Si, dans le cas de la manifestation de la corruption dans les pays postcommunistes, l’accent est mis sur la perception et les attitudes des gens à l’égard de la corruption, dans l’analyse de la lutte contre la corruption l’auteure déplace l’accent sur les institutions. Le pluralisme, la société civile, la coopération publique, le système judiciaire ainsi que les médias sont des armes importantes pour combattre la corruption, mais les institutions tiennent, dans ce combat, le rôle fondamental.
En analysant le contexte particulier des pays postcommunistes, R. Karklins attire l’attention sur trois éléments qui contribueront à diminuer la corruption : la « dé-monopolisation » de la prise de décisions, la limitation du pouvoir discrétionnaire et le renforcement de l’imputabilité des dirigeants.
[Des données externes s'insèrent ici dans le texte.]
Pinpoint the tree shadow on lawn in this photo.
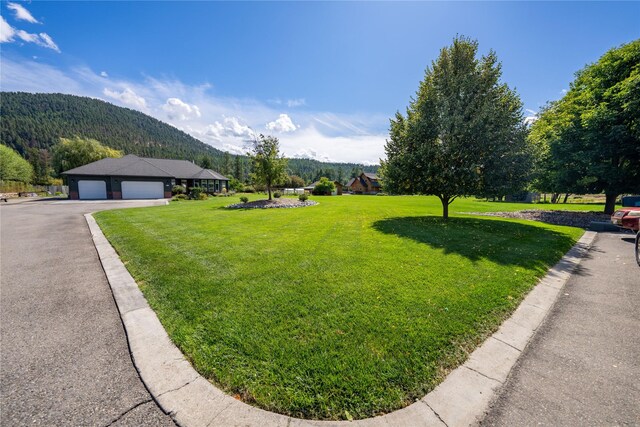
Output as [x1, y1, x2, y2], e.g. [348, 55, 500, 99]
[373, 216, 575, 270]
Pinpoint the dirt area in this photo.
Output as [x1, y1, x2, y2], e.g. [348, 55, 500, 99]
[227, 199, 318, 209]
[466, 210, 611, 228]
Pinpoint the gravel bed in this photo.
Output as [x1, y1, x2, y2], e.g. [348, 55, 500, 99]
[465, 209, 611, 228]
[227, 199, 318, 209]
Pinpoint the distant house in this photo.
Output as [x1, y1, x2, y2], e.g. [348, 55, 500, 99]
[304, 181, 343, 196]
[62, 154, 229, 199]
[347, 172, 382, 194]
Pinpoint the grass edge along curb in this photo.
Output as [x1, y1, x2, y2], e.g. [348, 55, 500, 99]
[85, 214, 596, 427]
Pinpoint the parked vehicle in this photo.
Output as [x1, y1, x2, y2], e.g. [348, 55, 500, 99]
[611, 206, 640, 233]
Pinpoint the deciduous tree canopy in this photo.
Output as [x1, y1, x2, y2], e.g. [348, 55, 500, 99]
[247, 135, 289, 200]
[383, 37, 532, 218]
[530, 40, 640, 213]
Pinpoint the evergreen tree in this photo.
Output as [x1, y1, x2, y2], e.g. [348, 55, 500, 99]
[382, 37, 531, 219]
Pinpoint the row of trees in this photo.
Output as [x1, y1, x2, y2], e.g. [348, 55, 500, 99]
[0, 145, 33, 184]
[382, 37, 640, 218]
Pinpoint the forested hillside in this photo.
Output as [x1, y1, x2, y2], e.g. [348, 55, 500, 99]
[0, 92, 377, 182]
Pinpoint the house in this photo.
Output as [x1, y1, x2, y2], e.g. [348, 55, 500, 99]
[62, 154, 229, 199]
[347, 172, 382, 194]
[304, 181, 343, 196]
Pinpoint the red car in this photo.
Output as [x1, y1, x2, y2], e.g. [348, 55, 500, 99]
[611, 206, 640, 233]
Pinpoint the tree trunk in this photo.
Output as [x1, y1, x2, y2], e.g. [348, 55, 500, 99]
[438, 196, 450, 219]
[604, 193, 618, 215]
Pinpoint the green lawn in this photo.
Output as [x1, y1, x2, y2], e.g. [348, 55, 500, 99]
[95, 196, 602, 419]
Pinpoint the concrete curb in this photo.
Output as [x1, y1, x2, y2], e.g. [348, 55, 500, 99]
[85, 214, 597, 427]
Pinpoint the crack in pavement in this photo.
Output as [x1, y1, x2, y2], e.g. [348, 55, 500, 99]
[420, 400, 449, 427]
[463, 365, 502, 384]
[105, 398, 153, 427]
[156, 375, 200, 399]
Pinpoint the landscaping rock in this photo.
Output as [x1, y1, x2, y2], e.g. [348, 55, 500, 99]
[227, 198, 318, 209]
[466, 209, 611, 228]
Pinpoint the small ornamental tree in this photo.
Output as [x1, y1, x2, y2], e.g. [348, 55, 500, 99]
[312, 176, 336, 196]
[381, 37, 531, 219]
[286, 175, 304, 188]
[247, 134, 288, 200]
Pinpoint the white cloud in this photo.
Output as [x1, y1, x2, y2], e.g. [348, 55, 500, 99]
[7, 3, 40, 24]
[0, 15, 16, 43]
[205, 117, 255, 141]
[0, 16, 60, 53]
[280, 126, 387, 164]
[0, 57, 388, 164]
[0, 16, 60, 53]
[38, 33, 60, 53]
[266, 114, 298, 133]
[287, 98, 307, 108]
[162, 98, 202, 120]
[102, 88, 147, 110]
[523, 108, 538, 126]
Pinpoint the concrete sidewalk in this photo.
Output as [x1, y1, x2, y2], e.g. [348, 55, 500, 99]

C’est l’imputabilité, en lien étroit avec la réforme du système judiciaire, qui soulève le plus de problèmes dans la lutte anticorruption. L’auteure parle de l’« effet téflon », quand les politiciens peuvent passer de scandale en scandale sans que rien ne les affecte. L’absence d’une législation appropriée après la chute du communisme (dont plusieurs spécialistes considèrent qu’il s’agit d’une stratégie voulue de la part des élites corrompues) a permis une déresponsabilisation des élites. Il doit pourtant y avoir plusieurs types d’imputabilité à l’intérieur d’une société pour que celle-ci puisse contrer la corruption. Les institutions internationales ont un rôle majeur à jouer en matière de responsabilisation des élites, et cela, dans tous les pays postcommunistes. Outre la lutte contre la corruption, les conditions que ces institutions (surtout l’Union européenne) imposent pour l’intégration requièrent qu’elles agissent comme « agences » de contrôle des mesures ou des comportements adoptés.
Le problème de corruption dans les pays postcommunistes a son origine aussi dans l’absence du sentiment de risque de certains. Si les gens pensent surtout en termes de « low risk, high profit », il est absolument nécessaire que le rapport soit renversé « high risk, low profit » pour combattre efficacement la corruption. R. Karklins propose une stratégie anticorruption partant de l’acte de corruption comme un modèle à trois acteurs : la personne qui initie l’acte de corruption, une deuxième personne qui participe activement ou passivement et un troisième acteur. Dans leur interaction, ces trois acteurs peuvent être gagnants ou perdants et, selon le scénario, une forme différente de corruption est présente et suppose une manière d’agir spécifique.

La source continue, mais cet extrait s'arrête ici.